Понимание того, что композиторы забросили мелодику и поставили себя в недосягаемое для широкой публики положение, буквально заворожило его, а когда мы объяснили ему, что нечто подобное произошло и во всех других областях искусства, он с жалостью произнес:

— Бедные безумные futuruomini[16].

Совершенно неожиданно он начал превращаться в поклонника и знатока форсажных групп. После того как в его комнате установили внушительный комплекс аппаратуры, они с Мелиссой часами пропадали там, впитывая волновые формации, которыми окатывали их «Ножницы», «Сверхпена», «Уилкс Бут Джон» и другие первоклассные группы. Когда же я спросил Джанни, как продвигается его новая симфония, он посмотрел на меня очень странно.

Одновременно он открывал для себя и другие маленькие дорожки в современную жизнь. Сэм с Мелиссой провели его по магазинам на Фигуэро-стрит, и Джанни сменил свою лабораторную одежду, в которой ходил с самого «воскрешения», на ацтекский наряд по последнему слову моды. Преждевременно поседевшие волосы он выкрасил в рыжий цвет. Приобрел набор ювелирных украшений, которые вспыхивали, звякали, жужжали и щелкали в зависимости от перемены настроения владельца. Короче, через несколько дней Джанни превратился в обычного молодого жителя Лос-Анджелеса, изящного, щеголеватого, модно одетого юношу, чей образ вполне естественно дополнялся иностранным акцентом и экзотической грамматикой.

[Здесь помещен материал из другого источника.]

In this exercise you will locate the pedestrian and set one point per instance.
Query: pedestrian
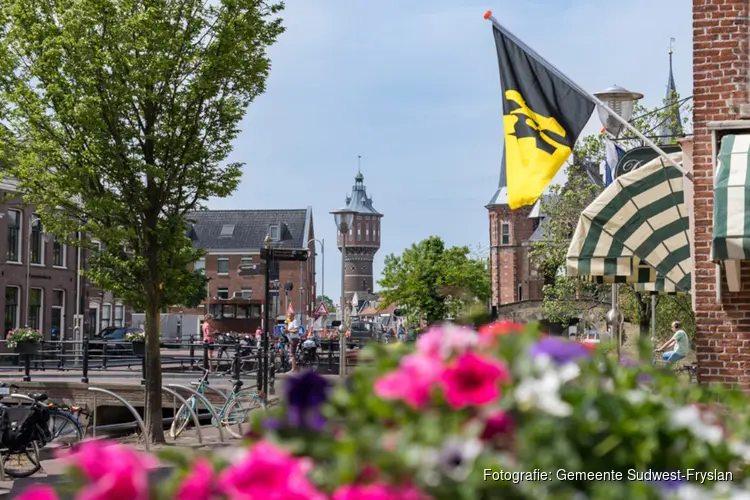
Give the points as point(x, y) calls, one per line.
point(208, 337)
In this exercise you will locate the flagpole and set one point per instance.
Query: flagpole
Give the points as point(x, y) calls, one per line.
point(488, 15)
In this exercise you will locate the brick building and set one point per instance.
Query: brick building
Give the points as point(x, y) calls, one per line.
point(514, 277)
point(49, 302)
point(721, 115)
point(232, 240)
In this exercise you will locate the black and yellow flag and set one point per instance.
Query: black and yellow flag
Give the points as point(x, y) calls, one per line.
point(542, 116)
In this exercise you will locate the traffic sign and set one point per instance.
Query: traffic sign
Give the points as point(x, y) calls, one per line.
point(321, 310)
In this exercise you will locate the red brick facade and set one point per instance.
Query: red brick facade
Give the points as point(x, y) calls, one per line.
point(720, 75)
point(513, 276)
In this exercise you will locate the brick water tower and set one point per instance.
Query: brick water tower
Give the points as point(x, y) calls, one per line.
point(363, 241)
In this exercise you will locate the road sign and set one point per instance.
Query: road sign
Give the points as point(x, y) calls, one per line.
point(321, 310)
point(296, 254)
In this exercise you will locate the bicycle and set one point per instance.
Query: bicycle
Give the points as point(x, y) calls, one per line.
point(234, 412)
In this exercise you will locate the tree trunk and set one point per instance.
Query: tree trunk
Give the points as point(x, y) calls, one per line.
point(153, 410)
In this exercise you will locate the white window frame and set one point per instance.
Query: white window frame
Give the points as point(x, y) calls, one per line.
point(18, 307)
point(106, 308)
point(64, 252)
point(40, 327)
point(221, 259)
point(119, 322)
point(19, 249)
point(42, 243)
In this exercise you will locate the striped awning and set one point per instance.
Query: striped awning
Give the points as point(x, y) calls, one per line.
point(731, 237)
point(639, 219)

— Сегодня мы с Мелиссой идем в «Квонч», — объявил Джанни.

— Квонч?.. — пробормотал я в недоумении.

— Это рок-форсажный зал, — объяснил Хоугланд. — В Помоне. Там всегда играют самые лучшие группы.

— Но у нас на сегодня билеты в филармонию, — попытался возразить я.

Джанни был неумолим.

— «Квонч», — повторил он.

И мы отправились в «Квонч». Джанни, Мелисса, Сэм, его помешанная на слайсе подружка Орео и я. Джанни с Мелиссой хотели идти вдвоем, но этого я допустить не мог, хотя чувствовал, что напоминаю собой сверхзаботливую мамашу, чей сынок впервые оторвался от ее юбки.

— Не будет сопровождающих — не будет «Квонча», — заявил я.

«Квонч» оказался гигантских размеров куполом на одном из глубоких подземных уровней Помоны. Сцена вращалась на антигравитационных стабилизаторах, потолок едва просматривался за тучами астатических динамиков, каждое сиденье было подключено к интенсификатору, а публика — в основном подростки лет четырнадцати — до потери сознания накачалась слайсом.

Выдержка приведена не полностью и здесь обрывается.